Document Clustering Analysis
Introduction: Document clustering is one of the most crucial techniques for organizing documents in an unsupervised manner. When documents are represented as term vectors, the clustering methods described in Chapter 7 can be applied. However, the document space is always of very high dimensionality, ranging from several hundreds to thousands. Due to the curse of dimensionality, it makes sense to first project the documents into a lower dimensional subspace in which the semantic structure of the document space becomes clear. In the low-dimensional semantic space, the traditional clustering algorithms can then be applied. To this end, spectral clustering, mixture model clustering, clustering using Latent Semantic Indexing, and clustering using Locality Preserving Indexing are the most well-known techniques.
We discuss each of these methods here.
The spectral clustering method first performs spectral embedding (dimensionality reduction) on the original data, and then applies the traditional clustering algorithm (e.g., k-means) on the reduced document space. Recently, work on spectral clustering shows its capability to handle highly nonlinear data (the data space has high curvature at every local area). Its strong connections to differential geometry make it capable of discovering the manifold structure of the document space. One major drawback of these spectral clustering algorithms might be that they use the nonlinear embedding (dimensionality reduction), which is only defined on “training” data. They have to use all of the data points to learn the embedding. When the data set is very large, it is computationally expensive to learn such an embedding. This restricts the application of spectral clustering on large data sets.
The mixture model clustering method models the text data with a mixture model, often involving multinomial component models. Clustering involves two steps: (1) estimating the model parameters based on the text data and any additional prior knowledge, and (2) inferring the clusters based on the estimated model parameters. Depending on how the mixture model is defined, these methods can cluster words and documents at the same time. Probabilistic Latent Semantic Analysis (PLSA) and Latent Dirichlet Allocation (LDA) are two examples of such techniques. One potential advantage of such clustering methods is that the clusters can be designed to facilitate comparative analysis of documents.
The Latent Semantic Indexing (LSI) and Locality Preserving Indexing (LPI) methods introduced in Section 10.4.2 are linear dimensionality reduction methods. We can acquire the transformation vectors (embedding function) in LSI and LPI. Such embedding functions are defined everywhere; thus, we can use part of the data to learn the embedding function and embed all of the data to low-dimensional space. With this trick, clustering using LSI and LPI can handle large document data corpus.

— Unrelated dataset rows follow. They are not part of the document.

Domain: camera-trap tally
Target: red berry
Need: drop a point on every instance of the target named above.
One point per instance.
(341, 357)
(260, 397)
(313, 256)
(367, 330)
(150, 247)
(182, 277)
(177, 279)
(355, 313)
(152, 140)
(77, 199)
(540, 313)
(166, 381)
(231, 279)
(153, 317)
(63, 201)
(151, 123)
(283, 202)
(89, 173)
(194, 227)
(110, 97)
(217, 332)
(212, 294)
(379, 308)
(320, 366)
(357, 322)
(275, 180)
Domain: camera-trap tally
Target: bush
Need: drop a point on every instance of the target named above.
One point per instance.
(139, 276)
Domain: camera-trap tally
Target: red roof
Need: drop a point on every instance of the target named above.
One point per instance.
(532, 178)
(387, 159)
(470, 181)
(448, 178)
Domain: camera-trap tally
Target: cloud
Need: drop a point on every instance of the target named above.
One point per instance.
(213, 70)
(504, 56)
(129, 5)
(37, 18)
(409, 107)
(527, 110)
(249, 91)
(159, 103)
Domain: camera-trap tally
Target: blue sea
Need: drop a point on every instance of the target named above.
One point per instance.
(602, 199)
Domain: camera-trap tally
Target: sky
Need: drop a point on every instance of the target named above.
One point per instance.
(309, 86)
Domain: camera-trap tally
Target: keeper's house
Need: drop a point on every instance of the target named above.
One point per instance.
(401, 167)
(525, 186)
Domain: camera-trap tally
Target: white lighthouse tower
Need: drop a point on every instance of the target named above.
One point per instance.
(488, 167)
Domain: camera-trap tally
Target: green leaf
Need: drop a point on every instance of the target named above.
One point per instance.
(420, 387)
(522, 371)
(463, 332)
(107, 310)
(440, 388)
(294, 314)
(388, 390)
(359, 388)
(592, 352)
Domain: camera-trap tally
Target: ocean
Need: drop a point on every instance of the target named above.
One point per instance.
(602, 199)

As discussed in the previous section, LSI aims to find the best subspace approximation to the original document space in the sense of minimizing the global reconstruction error. In other words, LSI seeks to uncover the most representative features rather than the most discriminative features for document representation. Therefore, LSI might not be optimal in discriminating documents with different semantics, which is the ultimate goal of clustering. LPI aims to discover the local geometrical structure and can have more discriminating power. Experiments show that for clustering, LPI as a dimensionality reduction method is more suitable than LSI. Compared with LSI and LPI, the PLSI method reveals the latent semantic dimensions in amore interpretable way and can easily be extended to incorporate any prior knowledge or preferences about clustering.